Comment by acidburnNSA

11 hours ago

I always find this sentiment curious for 2 reasons:

1. Radioactive waste gets less toxic over time unlike many toxins like mercury, lead, and cyanide. People seem to emphasize the duration of toxicity for radiation while apparently giving 'forever toxins' a total pass.

2. Short-lived radiation is what's really dangerous. When atoms are decaying fast, they're shooting out energy that can cause real damage fast. Longer-lived radioactive stuff with billion-year half-lives like natural uranium can be held in a gloved hand, no problem. In the extreme, and infinite half life means something is stable and totally safe (radiologically at least).

Yet people still want to emphasize that radioactive byproducts of nuclear power have long half lives.
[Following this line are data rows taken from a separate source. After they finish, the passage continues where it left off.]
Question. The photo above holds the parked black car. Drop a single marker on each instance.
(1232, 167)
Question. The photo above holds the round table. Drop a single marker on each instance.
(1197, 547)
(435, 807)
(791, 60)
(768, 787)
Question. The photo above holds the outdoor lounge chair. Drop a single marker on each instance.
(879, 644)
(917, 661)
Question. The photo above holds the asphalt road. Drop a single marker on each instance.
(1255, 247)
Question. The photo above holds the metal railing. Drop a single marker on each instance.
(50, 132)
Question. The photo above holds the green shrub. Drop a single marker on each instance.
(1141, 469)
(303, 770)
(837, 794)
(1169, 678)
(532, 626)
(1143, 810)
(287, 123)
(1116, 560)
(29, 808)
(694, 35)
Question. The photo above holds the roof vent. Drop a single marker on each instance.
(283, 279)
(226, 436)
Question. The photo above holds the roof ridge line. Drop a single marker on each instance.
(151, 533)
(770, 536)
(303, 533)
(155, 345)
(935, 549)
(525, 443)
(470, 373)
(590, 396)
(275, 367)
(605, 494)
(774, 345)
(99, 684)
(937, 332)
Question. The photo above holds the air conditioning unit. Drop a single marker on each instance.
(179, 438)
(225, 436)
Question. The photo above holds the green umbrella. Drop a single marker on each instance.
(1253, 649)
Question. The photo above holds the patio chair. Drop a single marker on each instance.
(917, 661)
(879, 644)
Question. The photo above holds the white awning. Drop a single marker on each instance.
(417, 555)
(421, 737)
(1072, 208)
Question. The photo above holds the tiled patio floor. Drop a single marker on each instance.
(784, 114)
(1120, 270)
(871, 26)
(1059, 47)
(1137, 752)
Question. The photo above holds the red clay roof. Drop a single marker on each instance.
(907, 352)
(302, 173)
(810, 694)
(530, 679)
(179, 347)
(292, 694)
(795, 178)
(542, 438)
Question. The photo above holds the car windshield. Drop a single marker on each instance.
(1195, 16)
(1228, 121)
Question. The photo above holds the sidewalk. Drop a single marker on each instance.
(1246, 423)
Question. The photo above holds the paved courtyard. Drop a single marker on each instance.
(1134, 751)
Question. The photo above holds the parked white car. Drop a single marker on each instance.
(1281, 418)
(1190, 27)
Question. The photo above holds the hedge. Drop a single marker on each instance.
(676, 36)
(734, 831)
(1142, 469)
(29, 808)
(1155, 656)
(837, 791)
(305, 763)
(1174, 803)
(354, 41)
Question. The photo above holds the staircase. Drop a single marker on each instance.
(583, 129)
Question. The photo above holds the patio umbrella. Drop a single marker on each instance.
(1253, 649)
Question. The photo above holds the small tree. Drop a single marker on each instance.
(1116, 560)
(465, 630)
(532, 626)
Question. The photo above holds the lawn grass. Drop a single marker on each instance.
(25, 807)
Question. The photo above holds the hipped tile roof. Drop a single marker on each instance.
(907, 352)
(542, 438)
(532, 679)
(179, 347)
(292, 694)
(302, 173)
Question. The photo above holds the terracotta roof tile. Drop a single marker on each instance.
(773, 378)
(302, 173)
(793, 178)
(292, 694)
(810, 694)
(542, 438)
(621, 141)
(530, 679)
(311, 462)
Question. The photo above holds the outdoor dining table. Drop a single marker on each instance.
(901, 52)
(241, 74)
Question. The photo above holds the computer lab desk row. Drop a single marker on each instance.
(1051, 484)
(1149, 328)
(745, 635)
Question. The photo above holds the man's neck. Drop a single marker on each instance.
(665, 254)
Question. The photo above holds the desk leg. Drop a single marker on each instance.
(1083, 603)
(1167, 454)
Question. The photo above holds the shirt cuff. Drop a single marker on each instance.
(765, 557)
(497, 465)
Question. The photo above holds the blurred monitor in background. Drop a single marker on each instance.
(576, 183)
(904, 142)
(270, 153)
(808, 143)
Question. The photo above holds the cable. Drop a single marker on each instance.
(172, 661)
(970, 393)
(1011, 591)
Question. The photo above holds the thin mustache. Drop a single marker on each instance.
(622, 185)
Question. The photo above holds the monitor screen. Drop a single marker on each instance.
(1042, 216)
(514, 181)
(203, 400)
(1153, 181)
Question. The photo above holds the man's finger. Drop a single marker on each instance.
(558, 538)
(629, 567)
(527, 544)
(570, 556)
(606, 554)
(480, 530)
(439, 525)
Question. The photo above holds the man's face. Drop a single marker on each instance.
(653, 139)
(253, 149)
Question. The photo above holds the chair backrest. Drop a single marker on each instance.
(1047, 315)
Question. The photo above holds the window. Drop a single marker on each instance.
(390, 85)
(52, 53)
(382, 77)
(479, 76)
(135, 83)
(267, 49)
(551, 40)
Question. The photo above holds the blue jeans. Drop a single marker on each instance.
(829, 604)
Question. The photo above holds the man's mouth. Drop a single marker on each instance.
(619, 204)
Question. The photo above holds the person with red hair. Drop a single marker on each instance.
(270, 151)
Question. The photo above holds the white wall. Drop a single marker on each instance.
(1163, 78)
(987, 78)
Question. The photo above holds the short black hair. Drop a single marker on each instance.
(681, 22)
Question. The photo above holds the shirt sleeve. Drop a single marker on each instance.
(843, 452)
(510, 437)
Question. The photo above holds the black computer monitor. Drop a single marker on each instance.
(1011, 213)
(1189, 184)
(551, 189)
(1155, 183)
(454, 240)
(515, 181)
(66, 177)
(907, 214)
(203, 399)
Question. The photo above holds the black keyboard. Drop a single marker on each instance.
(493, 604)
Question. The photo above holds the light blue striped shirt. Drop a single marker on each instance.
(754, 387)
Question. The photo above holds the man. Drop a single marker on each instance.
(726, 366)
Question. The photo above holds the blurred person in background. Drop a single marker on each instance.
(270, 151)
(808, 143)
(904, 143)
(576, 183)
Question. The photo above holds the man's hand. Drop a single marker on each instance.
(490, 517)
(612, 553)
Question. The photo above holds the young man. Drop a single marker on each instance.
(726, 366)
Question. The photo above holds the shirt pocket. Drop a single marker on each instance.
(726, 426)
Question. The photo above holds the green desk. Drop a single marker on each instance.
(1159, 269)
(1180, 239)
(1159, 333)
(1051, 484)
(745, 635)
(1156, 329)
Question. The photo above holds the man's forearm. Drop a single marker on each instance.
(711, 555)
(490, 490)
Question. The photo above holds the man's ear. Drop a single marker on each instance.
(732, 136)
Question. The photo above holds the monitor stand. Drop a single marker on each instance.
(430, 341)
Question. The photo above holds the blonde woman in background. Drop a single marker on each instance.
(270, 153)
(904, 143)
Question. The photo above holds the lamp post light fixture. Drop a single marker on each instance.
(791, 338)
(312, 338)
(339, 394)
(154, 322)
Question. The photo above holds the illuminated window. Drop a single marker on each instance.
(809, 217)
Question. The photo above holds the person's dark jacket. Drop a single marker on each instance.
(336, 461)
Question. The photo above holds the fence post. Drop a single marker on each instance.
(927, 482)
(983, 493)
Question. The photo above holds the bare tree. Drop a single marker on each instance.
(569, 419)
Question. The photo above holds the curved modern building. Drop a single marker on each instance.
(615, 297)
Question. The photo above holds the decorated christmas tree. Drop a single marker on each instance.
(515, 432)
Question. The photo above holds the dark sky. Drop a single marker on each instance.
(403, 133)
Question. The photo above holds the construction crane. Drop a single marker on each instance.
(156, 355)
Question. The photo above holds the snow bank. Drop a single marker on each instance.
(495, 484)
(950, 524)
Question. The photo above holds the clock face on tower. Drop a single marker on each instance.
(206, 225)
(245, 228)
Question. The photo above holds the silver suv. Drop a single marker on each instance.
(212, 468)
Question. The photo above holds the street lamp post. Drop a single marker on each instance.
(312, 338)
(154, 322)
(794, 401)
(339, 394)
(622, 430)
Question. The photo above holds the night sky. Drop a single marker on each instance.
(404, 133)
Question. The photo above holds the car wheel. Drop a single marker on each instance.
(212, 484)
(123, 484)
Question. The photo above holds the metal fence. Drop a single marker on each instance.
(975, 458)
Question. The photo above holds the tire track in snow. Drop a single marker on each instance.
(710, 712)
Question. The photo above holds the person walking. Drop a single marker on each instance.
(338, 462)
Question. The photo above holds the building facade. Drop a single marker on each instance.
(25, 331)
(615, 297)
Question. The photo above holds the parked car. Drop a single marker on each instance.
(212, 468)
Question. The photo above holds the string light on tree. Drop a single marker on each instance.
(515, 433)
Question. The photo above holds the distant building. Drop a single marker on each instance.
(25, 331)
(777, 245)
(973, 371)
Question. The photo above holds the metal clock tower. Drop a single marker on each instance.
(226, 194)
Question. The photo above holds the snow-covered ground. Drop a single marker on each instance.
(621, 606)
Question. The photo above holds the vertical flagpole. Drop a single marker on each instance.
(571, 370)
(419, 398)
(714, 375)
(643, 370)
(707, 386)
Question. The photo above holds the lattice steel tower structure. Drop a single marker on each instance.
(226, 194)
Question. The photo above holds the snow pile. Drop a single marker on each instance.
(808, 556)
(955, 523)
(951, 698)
I don't really get it.

I don't trust the coal industry to manage forever chemicals over the long term, and I don't trust the nuclear industry to manage spent nuclear fuel over the long term.

The question that matters for both industries is what bad things happen when their stewardship inevitably lapses and the happy path dead-ends.

I don't like either answer, so that heightens the urgency of pursuing alternatives with fewer long-lived hazardous byproducts. Neither coal nor nuclear is an acceptable long term solution.

There were also big proliferation concerns out of 70s era designs.